A dor da vida é abordada em atos pequenos ao longo das páginas. As cenas são construídas de uma forma sutil e gradativa, ao ponto de confundir o leitor sobre onde algo começa e onde isso termina. Punpun é um personagem indefeso e forçado a lidar com inúmeros problemas do mundo em uma idade tão nova. Ele presencia o divórcio dos pais, quebra promessas e, no fim, ele se vê sozinho.
Punpun é como uma caixa de ressonância do mundo.
O mangá é cruel. É sincero. É real.
Eu devo ter chorado no meio da história.
A construção dos personagens é imprescindivelmente bem feita, e acho que dá pra dizer que Inio Asano usou da brutalidade do cotidiano para construir um pedaço maciço de arte que derruba até o mais forte leitor.

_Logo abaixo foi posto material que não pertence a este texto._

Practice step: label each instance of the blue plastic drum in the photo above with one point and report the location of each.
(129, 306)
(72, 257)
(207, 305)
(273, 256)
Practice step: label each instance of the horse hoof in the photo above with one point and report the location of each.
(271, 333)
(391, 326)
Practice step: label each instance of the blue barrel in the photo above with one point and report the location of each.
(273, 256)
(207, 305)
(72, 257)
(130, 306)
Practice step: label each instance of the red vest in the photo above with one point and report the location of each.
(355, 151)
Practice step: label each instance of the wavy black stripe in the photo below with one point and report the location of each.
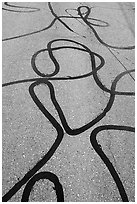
(105, 159)
(43, 175)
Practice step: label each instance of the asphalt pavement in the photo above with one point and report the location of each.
(68, 101)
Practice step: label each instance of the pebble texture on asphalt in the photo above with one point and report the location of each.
(68, 102)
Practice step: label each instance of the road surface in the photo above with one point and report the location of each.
(68, 101)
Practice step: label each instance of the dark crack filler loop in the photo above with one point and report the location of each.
(46, 79)
(105, 159)
(43, 175)
(84, 16)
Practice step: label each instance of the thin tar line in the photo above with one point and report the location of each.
(120, 63)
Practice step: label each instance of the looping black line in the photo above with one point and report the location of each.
(43, 175)
(31, 177)
(105, 159)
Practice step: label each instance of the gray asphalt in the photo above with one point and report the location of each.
(27, 133)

A infância de Punpun é conturbada.
Por não ter cumprido com uma promessa que fez a Aiko, sua primeira e maior paixão, além de lidar com o divórcio dos pais em uma idade tão precoce, Punpun experiencia um vazio existencial que se perpetua pelo resto da vida, mas ele é só uma criança e não entende nada sobre o mundo, sobre os pais, sobre o amor ou sobre si mesmo. Ele é uma criança perdida no universo, e nem Deus pode ajudar. Mas a adolescência brilha porque Punpun começa a descobrir a beleza do mundo até o momento em que ele se vê afundado na depressão e apatia. O ato de viver se torna ainda mais difícil e distante.

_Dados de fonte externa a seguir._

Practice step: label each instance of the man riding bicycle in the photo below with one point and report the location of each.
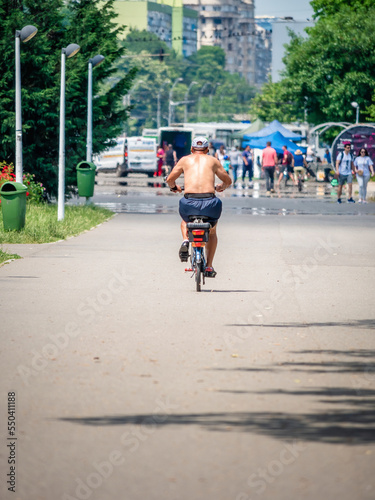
(199, 171)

O mundo vai acabar. O mundo deveria acabar. Seria tão mais fácil se tudo simplesmente sumisse. É isso que acontece enquanto Punpun sofre na própria bolha de introspecção: o mundo continua girando e ele torce pra que tudo desapareça. Mas personagens secundários aparecem e as coisas continuam acontecendo. Pessoas morrem, amizades acabam, e talvez, no final de tudo, o mundo finalmente acabe. Não seria um grande alívio ver tudo explodindo pelos ares? Essa é a realidade da confusão, é o conforto do caos. Boa noite Punpun é uma história sobre o caos. Sobre o caos, sobre Deus e sobre dar um tiro na própria cabeça.

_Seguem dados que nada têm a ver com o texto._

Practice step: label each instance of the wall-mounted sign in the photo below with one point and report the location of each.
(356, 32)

Ah, se Aiko soubesse o quanto ela significava. Se ela soubesse o quanto ela era linda. Se Punpun tivesse recebido o mínimo de carinho, e se Shimizu nunca tivesse se juntado àquele homem... Se isso, se aquilo, no fim, tudo quase acaba com uma faca na garganta. E se tivesse dado certo? Teria sido um final melhor, mas até nesse momento Inio Asano brinca com o leitor, instigando as possibilidades e esfregando na nossa cara que nada nunca é do jeito que a gente queria ou pensava que fosse. Se as pessoas fossem melhores, talvez não existisse uma história a ser contada, e tudo não passaria de nada.
Punpun é desenhado como um passarinho desde a primeira página, e ao longo da história ele muda de forma, talvez pra se encaixar com o que se passa dentro da própria cabeça. A degradação dos personagens é intensa. É bruta. É pesada. E é isso que torna Boa noite Punpun tão especial. Nem ele se reconhece agora. O que aconteceu? Por que tudo isso teve de acontecer? De quem é a culpa por tudo isso? Por que ninguém consegue enxergar o óbvio? Por que ninguém pode simplesmente ficar? Todos sempre desaparecem.
Inio asano constrói uma narrativa incrível e destrincha até o menor dos sentimentos. Amor, ódio, tristeza, raiva, paixão, saudade, carência e indiferença. O traço do mangá é sensacional. A arte é extremamente bem trabalhada, e os cenários são, em quase todas as vezes, fotorealistas e extremamente detalhados.
É um mangá que provavelmente vai te destruir por te fazer enxergar o que nem você sabia que existia.
Mas, no fim, você é quem decide. Você colhe o que você planta.